Una maratona lunga quasi sette ore. È stato un venerdì di super lavoro per il pm Maurizio Ascione che, negli uffici del Tribunale di Milano, ha ascoltato per diverse ore come persone informate sui fatti Giorgio Schenone, club referee manager (ovvero l’addetto agli arbitri) dell’Inter, Dino Tommasi, neo designatore di Serie A e B e Antonio Zappi, ex presidente dell’Aia fresco di squalifica per tredici mesi. Al termine degli interrogatori milanesi, nessuno dei tre è stato indagato, il che rappresenta una buona notizia per l’Inter, che altrimenti avrebbe visto aggravarsi la situazione del club, essendo Schenone un suo dirigente. La lunghezza del colloquio con Schenone (oltre tre ore) indica comunque come l’audizione dell’addetto agli arbitri nerazzurro sia stata il piatto forte di giornata, alla luce dei tanti quesiti posti sul tavolo da Ascione. Questi, va ricordato, è stato chiamato in causa in un’intercettazione tra Rocchi e Gervasoni nell’aprile 2025. Sotto la lente del pm Ascione un incontro avvenuto a San Siro il 2 aprile dell’anno scorso a margine della semifinale di andata di Coppa Italia tra Milan e Inter (1-1 il finale, con reti di Calhanoglu e Abraham).
La tesi della Procura
Secondo la tesi della Procura, all’ormai ex designatore Rocchi viene imputato di avere, “in concorso con altre persone”, combinato o “schermato”, a San Siro proprio in quell’occasione, la “designazione del direttore di gara” Daniele Doveri, mettendolo a dirigere la semifinale di ritorno per “assicurare” che lo stesso Doveri, “poco gradito” all’Inter, non arbitrasse l’eventuale finale (contro la vincente dell’altra semifinale che vedeva opposte Bologna ed Empoli) e - soprattutto, alla luce del testa a testa con il Napoli - il resto delle partite di campionato dei nerazzurri della scorsa stagione (Doveri qualche giorno dopo il derby del 2 aprile avrebbe arbitrato Parma-Inter 2-2, ma quella designazione era già stata fatta).
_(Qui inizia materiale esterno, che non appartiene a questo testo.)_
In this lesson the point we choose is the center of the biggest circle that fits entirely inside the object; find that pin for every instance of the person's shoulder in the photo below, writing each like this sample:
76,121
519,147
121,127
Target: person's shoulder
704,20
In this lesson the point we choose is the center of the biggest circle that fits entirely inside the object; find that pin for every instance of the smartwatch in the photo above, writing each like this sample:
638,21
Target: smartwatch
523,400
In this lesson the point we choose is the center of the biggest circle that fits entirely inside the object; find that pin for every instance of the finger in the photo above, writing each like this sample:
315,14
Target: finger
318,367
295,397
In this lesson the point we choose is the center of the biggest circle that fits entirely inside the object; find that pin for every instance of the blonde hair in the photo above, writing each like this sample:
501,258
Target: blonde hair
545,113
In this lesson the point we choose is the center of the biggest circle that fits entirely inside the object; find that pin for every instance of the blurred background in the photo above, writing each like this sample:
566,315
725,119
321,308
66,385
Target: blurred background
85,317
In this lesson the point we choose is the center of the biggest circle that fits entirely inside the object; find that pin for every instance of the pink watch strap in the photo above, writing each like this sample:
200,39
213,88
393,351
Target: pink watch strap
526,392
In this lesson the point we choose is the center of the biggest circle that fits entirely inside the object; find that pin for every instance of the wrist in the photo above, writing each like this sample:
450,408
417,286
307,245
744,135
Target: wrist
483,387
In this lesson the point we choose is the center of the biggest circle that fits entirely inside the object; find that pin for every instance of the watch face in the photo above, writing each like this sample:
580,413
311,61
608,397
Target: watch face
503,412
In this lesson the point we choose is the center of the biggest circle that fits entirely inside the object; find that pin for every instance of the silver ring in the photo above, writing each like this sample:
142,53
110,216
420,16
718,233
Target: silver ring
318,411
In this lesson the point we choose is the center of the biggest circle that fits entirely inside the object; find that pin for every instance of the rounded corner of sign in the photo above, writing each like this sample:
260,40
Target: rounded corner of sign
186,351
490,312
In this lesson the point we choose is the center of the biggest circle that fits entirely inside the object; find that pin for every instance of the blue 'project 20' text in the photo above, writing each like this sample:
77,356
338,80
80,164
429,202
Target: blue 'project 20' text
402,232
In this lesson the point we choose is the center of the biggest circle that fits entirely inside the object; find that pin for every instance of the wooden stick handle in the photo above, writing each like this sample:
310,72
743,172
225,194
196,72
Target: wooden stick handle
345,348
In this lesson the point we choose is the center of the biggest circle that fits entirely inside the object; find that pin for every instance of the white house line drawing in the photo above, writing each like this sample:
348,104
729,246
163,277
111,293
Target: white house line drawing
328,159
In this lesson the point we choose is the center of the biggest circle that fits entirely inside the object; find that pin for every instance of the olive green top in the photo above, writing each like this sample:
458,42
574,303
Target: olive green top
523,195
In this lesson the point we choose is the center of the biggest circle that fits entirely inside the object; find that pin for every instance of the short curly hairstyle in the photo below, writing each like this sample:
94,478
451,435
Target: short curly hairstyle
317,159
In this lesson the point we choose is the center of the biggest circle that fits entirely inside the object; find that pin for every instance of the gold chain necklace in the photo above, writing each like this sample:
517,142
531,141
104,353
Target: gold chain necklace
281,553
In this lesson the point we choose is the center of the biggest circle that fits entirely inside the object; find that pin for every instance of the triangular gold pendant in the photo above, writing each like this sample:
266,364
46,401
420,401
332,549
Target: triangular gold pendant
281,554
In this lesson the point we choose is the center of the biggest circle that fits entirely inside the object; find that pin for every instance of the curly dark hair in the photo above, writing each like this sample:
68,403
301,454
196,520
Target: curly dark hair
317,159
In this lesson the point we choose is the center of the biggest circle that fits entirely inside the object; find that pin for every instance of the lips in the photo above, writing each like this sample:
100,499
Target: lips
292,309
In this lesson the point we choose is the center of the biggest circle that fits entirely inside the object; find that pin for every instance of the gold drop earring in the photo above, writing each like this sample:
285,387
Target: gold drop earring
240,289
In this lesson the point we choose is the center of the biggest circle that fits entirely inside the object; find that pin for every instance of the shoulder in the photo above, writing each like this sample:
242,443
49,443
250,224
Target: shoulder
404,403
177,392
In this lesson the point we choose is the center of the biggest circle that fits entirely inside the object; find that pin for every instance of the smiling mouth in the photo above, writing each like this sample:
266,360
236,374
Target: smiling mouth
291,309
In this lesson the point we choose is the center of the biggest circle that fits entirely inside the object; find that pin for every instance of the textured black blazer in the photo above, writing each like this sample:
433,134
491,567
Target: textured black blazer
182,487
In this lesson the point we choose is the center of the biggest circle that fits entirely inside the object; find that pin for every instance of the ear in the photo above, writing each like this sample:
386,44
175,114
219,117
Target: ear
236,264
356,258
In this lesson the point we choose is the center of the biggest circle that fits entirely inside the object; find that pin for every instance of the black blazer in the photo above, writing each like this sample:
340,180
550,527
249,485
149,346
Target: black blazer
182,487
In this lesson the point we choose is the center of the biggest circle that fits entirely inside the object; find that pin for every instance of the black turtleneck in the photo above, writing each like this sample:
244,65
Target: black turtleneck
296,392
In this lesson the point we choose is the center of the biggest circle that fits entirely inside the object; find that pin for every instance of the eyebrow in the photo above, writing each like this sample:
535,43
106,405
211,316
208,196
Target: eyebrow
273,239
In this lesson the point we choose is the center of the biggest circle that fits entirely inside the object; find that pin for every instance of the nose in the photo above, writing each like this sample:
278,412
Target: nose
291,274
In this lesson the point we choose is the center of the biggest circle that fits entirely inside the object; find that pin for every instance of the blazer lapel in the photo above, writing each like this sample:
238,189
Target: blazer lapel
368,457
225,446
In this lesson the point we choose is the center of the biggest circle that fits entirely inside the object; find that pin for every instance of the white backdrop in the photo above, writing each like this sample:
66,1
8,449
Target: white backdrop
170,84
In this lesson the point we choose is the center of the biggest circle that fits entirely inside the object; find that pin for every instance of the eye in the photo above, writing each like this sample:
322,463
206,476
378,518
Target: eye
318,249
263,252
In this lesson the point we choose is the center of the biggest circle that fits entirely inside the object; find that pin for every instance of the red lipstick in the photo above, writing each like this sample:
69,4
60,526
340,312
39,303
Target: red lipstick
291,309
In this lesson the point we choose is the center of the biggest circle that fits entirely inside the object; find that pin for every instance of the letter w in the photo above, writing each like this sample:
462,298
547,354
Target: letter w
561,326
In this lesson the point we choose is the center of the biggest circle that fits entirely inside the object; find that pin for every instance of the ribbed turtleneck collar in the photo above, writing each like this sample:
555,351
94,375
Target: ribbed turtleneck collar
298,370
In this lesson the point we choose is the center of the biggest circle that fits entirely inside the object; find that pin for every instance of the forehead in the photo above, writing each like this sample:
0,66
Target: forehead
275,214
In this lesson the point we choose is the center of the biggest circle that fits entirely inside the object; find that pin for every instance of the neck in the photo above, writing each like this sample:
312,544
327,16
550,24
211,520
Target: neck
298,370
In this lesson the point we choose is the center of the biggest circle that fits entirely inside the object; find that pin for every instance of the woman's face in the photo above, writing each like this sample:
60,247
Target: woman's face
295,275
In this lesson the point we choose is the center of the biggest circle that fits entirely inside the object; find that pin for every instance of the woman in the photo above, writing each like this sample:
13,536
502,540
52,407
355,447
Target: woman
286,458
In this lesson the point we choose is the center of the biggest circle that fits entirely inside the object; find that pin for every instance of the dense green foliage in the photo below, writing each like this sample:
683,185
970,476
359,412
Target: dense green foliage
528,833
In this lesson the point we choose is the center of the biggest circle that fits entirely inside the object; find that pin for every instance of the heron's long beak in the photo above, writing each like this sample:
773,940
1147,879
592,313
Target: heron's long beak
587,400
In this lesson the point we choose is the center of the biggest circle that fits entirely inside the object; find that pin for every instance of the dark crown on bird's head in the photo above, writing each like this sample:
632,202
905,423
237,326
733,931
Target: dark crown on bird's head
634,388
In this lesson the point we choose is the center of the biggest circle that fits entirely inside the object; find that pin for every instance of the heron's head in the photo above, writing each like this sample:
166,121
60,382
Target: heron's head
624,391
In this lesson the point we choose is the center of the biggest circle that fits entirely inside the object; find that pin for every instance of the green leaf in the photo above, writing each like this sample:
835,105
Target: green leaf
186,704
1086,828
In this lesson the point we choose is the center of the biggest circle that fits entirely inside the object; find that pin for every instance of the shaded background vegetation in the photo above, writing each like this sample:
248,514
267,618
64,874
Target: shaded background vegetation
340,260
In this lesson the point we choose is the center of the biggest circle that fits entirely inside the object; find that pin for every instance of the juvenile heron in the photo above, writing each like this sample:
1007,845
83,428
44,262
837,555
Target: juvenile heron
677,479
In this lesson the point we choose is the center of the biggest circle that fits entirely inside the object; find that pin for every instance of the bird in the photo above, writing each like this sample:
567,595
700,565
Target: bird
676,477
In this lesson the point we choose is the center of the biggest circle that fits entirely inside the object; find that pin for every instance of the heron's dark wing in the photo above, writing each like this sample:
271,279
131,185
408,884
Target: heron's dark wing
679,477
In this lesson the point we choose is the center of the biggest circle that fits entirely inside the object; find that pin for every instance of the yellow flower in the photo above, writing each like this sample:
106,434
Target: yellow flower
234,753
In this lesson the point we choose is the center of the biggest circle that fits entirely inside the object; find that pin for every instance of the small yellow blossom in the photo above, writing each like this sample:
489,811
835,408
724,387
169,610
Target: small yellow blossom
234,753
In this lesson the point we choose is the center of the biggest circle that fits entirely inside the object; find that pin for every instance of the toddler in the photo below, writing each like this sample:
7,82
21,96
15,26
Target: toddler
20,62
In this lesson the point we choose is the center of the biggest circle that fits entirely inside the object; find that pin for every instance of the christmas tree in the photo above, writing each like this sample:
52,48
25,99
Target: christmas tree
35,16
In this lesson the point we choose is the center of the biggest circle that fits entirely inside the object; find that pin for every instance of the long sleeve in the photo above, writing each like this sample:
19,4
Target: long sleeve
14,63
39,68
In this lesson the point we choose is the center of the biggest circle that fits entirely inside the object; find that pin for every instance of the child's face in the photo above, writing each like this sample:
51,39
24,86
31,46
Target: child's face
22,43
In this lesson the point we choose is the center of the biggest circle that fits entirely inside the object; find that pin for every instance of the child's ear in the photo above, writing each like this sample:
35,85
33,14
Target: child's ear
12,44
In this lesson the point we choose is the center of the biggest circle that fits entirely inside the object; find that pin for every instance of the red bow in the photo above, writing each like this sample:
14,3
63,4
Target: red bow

Sempre al Meazza si sarebbe deciso che il “gradito” Andrea Colombo arbitrasse Bologna-Inter del 20 aprile con vittoria per 1-0 dei rossoblù: direzione molto pasticciata la sua, tra la rimessa laterale battuta dieci metri più avanti dai rossoblù che ha fatto da antipasto al gol vittoria, fino a un possibile rigore non dato ai padroni di casa per un mani di Carlos Augusto in area. Agli atti, come si era saputo, tra le intercettazioni ce n’è era una (sempre dell’aprile 2025) tra Rocchi e Gervasoni, su sospette pressioni e sul presunto incontro allo stadio per la “combine”, in cui si faceva riferimento a tale “Giorgio”.
Entreranno nuovi nomi
Ricostruendo con intercettazioni e testimonianze i contatti di Rocchi, gli inquirenti hanno avanzato l’ipotesi che all’incontro potrebbe aver preso parte anche Schenone, da qui la convocazione in tribunale andata in scena ieri con annessa maxi audizione da tre ore. Dopo i colloqui con l’addetto agli arbitri dell’Inter, Tommasi e Zappi, ieri è emerso il fatto che nell’agenda della Procura entreranno nuovi nomi: per gli inquirenti sarà quindi un fine settimana di lavoro, propedeutico per preparare nuovi interrogatori che possano aiutare a capire quali fossero le dinamiche in atto dentro la classe arbitrale e fare chiarezza sulle famose “bussate” di Rocchi a Gervasoni a chi stava gestendo il Var. L’obiettivo del pm Ascione è chiudere l’inchiesta (i cui atti restano secretati) prima del suo trasferimento - probabilmente nel mese di luglio - alla Procura europea. Va ricordato che, al momento, l’inchiesta sul sistema arbitrale vede cinque indagati. Va inoltre ricordato che il procuratore della Federcalcio Giuseppe Chinè ha richiesto gli atti alla Procura di Milano per un’eventuale riapertura dell’indagine sportiva.